Editors' pick: Originally published May 13.
Apple (AAPL) - Get Free Report is struggling to keep its world dominance as the largest company on earth by market capitalization as Alphabet/Google (GOOGL) - Get Free Report nips at its heels. Does that mean you should dump Apple stock in favor of Alphabet? Does it really matter which company is No. 1?
Not really, according to analysts. "It's nothing more than having the title of the world's most valuable company," said Monness Crespi Hardt & Co. analyst James Cakmak.
That's mostly true. Market capitalization is characteristically tied to the stage of business development that a company is in. And, again typically, large-cap stocks tend to be considered more conservative investments than mid- and small-cap stocks. But that doesn't matter with these two because they're both behemoths among the big-cap boys.

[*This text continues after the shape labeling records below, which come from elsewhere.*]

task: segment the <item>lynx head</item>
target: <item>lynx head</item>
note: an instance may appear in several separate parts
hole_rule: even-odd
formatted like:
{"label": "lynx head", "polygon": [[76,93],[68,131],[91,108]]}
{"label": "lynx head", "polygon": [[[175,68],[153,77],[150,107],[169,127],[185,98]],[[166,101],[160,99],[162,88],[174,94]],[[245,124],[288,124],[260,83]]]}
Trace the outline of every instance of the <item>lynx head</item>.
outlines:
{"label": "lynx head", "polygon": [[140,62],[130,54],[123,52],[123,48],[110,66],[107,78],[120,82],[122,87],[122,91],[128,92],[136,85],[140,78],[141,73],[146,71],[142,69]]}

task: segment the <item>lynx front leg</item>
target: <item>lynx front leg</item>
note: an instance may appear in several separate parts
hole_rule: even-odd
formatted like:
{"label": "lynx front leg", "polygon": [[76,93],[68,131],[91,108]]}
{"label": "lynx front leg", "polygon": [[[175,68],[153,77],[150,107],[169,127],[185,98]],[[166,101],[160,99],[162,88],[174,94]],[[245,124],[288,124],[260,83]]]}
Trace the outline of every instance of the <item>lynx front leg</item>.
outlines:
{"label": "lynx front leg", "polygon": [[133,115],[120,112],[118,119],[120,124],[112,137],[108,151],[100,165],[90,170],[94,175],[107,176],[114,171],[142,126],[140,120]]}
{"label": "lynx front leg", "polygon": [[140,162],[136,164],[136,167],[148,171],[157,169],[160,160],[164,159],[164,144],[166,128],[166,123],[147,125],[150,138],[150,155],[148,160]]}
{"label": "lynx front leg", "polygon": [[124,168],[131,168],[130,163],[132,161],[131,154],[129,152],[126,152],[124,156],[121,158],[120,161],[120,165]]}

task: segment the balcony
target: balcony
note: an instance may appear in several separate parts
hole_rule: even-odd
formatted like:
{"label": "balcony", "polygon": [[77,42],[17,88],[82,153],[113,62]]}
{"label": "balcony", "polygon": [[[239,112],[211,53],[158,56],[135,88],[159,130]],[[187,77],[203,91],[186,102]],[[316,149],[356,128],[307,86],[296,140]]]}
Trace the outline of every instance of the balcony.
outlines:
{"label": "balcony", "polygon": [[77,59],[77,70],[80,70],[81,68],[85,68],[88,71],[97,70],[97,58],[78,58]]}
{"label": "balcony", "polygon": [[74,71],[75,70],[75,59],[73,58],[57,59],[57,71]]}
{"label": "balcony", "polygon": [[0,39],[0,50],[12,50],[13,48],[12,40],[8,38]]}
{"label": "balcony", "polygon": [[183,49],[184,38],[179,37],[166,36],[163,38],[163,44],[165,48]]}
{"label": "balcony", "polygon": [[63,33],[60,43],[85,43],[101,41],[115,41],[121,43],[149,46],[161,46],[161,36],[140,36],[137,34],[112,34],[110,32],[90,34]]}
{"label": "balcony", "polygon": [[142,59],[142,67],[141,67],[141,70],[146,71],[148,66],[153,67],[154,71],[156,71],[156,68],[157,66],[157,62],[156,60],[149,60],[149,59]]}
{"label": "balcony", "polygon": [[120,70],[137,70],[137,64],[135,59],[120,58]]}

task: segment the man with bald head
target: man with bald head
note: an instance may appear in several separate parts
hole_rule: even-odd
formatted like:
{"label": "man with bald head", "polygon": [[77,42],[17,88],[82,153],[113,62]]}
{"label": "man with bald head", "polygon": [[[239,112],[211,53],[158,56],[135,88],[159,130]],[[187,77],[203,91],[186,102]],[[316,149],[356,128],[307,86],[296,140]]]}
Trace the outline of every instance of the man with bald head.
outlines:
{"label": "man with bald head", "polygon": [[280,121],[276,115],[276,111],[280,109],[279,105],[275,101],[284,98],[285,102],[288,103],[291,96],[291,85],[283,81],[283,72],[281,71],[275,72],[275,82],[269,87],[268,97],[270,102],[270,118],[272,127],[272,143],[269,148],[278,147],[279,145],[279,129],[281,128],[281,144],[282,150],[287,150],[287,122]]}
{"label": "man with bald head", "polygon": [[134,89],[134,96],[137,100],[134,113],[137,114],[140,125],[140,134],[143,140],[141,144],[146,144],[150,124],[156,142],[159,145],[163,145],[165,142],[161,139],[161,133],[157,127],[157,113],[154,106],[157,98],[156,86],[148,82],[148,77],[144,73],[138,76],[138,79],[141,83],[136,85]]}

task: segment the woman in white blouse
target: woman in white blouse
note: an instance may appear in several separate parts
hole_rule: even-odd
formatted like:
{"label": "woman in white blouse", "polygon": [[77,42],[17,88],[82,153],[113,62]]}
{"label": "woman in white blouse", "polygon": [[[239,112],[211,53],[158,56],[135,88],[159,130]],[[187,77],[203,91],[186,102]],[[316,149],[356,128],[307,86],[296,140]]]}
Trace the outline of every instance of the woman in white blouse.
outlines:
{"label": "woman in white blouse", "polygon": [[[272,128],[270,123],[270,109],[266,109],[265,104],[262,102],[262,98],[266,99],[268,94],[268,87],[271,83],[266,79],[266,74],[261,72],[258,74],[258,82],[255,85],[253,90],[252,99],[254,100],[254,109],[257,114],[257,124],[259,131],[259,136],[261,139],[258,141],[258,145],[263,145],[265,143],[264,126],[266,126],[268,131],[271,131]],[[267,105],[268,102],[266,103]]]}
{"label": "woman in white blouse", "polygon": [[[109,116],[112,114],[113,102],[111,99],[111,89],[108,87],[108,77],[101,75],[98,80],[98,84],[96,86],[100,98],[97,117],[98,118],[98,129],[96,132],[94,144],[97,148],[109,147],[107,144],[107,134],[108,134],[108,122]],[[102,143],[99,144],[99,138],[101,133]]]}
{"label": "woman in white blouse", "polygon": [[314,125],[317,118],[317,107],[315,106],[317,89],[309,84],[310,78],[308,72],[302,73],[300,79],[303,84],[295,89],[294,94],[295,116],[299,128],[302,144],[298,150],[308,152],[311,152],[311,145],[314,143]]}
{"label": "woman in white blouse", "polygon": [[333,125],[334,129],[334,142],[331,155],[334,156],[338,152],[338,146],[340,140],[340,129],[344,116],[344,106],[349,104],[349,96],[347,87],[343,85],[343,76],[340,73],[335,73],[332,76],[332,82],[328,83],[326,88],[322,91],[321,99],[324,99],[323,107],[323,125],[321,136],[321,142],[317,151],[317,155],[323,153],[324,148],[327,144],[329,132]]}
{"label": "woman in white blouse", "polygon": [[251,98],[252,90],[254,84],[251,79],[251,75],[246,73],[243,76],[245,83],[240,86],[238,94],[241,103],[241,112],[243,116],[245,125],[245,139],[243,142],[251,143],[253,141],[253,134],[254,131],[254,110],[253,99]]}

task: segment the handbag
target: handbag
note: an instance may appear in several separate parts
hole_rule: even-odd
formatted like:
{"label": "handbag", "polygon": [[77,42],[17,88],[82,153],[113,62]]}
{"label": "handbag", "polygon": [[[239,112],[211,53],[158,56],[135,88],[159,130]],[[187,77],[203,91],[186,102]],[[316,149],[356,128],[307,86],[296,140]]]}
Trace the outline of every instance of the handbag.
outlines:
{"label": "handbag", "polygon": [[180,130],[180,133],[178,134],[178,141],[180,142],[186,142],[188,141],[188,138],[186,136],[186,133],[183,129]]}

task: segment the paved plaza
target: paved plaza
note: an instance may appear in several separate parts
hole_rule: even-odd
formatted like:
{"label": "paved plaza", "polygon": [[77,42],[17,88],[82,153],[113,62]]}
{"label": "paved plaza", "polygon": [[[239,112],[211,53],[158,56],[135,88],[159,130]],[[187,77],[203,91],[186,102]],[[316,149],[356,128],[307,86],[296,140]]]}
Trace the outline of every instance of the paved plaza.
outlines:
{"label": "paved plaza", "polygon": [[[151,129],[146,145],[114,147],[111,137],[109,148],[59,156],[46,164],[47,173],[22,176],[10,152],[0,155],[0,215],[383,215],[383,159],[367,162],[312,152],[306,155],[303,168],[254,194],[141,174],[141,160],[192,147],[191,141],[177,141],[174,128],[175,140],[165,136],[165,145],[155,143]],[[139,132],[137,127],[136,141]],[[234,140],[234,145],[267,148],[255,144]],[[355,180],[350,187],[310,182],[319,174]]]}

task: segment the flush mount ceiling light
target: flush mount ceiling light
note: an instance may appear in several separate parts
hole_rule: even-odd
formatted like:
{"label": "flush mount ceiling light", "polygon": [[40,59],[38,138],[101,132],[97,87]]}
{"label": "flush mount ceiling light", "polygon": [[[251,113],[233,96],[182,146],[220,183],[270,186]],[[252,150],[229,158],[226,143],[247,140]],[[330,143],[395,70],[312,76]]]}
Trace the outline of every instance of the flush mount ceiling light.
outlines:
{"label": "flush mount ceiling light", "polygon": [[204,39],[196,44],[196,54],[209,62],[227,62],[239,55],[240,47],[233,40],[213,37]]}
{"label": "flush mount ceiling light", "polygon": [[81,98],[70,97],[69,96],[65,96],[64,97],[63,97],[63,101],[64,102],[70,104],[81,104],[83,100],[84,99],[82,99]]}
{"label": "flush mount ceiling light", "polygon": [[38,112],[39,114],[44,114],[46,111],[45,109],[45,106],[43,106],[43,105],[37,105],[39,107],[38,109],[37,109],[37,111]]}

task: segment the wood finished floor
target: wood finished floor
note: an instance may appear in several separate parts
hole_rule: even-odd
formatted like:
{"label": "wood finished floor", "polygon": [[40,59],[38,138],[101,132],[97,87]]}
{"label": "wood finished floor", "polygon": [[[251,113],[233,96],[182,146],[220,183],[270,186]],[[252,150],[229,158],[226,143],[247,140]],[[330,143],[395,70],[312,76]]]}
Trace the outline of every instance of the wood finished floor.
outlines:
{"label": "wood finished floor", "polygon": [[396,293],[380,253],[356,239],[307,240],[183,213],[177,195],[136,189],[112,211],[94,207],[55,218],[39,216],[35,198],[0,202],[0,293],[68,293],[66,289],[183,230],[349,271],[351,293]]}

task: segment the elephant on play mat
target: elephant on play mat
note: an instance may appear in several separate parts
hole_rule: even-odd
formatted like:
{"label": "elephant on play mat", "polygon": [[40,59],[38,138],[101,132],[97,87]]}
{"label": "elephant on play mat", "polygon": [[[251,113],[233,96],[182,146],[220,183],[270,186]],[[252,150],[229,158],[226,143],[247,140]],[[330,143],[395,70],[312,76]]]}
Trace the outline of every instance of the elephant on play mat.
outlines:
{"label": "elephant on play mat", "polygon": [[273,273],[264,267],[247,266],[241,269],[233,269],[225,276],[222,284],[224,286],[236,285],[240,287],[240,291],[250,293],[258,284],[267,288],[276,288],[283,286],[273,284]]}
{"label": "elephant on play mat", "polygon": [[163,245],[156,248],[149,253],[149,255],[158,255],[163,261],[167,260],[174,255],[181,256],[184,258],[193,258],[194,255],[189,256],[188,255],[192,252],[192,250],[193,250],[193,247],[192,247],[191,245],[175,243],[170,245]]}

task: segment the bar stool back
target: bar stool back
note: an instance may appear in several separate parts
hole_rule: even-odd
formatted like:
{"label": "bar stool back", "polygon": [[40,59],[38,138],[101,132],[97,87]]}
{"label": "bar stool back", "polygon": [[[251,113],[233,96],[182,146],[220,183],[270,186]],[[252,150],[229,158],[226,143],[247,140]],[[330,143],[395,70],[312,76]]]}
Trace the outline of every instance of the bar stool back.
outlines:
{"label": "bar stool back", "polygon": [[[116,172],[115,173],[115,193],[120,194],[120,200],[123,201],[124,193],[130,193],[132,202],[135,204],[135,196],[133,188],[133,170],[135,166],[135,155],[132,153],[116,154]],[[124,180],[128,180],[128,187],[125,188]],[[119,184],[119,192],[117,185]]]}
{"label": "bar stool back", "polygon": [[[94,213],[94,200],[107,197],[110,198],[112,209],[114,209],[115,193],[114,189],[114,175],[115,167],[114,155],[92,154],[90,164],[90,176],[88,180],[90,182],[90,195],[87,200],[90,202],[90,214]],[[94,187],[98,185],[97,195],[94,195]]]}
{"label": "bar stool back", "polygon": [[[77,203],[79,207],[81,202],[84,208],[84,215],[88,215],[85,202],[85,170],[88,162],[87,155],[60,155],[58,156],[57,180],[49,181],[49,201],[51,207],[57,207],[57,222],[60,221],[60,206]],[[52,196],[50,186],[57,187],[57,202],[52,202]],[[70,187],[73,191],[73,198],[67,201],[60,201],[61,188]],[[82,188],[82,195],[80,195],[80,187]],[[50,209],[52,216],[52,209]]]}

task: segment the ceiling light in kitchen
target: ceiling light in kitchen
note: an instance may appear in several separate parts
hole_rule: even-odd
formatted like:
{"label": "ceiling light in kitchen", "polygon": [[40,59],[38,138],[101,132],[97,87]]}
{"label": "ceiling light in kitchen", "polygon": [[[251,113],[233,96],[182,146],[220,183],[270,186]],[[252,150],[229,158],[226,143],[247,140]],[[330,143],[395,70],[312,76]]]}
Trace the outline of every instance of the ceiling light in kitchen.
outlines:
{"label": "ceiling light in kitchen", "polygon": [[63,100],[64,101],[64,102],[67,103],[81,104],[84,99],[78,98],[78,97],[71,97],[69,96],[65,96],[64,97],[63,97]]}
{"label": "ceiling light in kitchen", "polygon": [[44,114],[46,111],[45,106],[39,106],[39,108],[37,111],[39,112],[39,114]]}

In the merger-and-acquisition world, the higher the stock price, the stronger the currency when it comes to shopping sprees, which both company appear to be on. If a company is going to use its own stock as currency, of course, the higher the price the cheaper the deal for them. But beyond that, it's really more about bragging rights.
Looking at the numbers, the two companies were neck-and-neck for the market cap crown on both Thursday and in intra-day trading on Friday. Apple shares are down nearly 19% since peaking in mid February, while Google shares have advanced 3% since bottoming for the year two weeks ago.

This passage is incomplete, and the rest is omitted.